Amboy has been fixed up a bit more. My daughter and I stopped here in 2009. The motel sign now has a woman on it and the gas pump is working. There is also a small store that sells snacks and drinks.
The guys in the store love to tell tales of Amboy from when Route 66 was a major highway.
We also climbed the volcano, which now has a nice picnic area near the base.
Be sure to stop and buy something from Roy's store.

Fri Feb 10, 06:09:00 PM  
Blogger burnerfinger said...

days before my Dad died in August of 2000, he promised to be "waiting for me in the shadows of Amboy" (we had brought our telescopes there more than a few times to take advantage of the dark skies)

Thu Apr 05, 05:17:00 PM  
Anonymous David said...

I stopped there many times when I drove a truck. Had to spend the night in the motel once when my truck broke down. There was a cafe about two miles east of Roy's that we called East Amboy. The one thing I really remember is a waitress told me that all the water had to be brought in by rail tank cars. Merle Haggard stopped there one time when I was there . The reader sign on the front of his bus read " Gone Fishing". This was in the early seventies and a lot of 66 was still two lane.

Wed Jan 09, 08:37:00 PM  
Anonymous France's try back segal said...

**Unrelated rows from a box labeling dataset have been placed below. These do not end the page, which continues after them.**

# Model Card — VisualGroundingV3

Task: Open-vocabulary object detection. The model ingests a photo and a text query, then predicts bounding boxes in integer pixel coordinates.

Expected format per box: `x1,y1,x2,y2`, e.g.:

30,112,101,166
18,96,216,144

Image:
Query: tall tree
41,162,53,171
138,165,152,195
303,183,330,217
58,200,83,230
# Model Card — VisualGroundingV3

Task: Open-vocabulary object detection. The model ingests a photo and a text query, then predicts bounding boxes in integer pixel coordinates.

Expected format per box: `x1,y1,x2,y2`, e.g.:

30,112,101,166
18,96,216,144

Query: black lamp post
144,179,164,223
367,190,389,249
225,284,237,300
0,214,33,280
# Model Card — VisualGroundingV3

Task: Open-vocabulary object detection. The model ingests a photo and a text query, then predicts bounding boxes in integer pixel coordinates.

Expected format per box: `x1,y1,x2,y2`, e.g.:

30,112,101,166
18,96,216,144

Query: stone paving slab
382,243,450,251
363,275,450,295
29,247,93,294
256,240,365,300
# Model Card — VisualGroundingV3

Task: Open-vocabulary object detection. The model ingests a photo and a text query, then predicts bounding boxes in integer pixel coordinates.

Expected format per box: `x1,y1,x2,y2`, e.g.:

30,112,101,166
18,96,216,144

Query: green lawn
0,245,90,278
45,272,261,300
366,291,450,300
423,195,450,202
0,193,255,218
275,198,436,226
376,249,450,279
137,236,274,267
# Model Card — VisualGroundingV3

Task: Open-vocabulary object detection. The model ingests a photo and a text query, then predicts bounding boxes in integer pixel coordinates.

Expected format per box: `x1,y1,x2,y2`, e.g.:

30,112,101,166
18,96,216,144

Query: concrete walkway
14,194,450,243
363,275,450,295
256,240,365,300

I left saltus when I was 12. I am now 76 and plan to drive thru the Mohave desert in March after a trip thru the Panama Canal. I am hoping that I will be able to see something that I remember. Amboy school only had two rooms And I was the only gringo.

Sat Sep 19, 08:40:00 PM  
Anonymous Dean Westerfield said...

Hi we finished a 200 page comic book very loosely based on Amboy. I took a lot of liberty simplifying the town, but hope it captures the feel. I've posted nearly half the book for all to read and will post the rest by the end of the week. It's free and hope you guys enjoy it.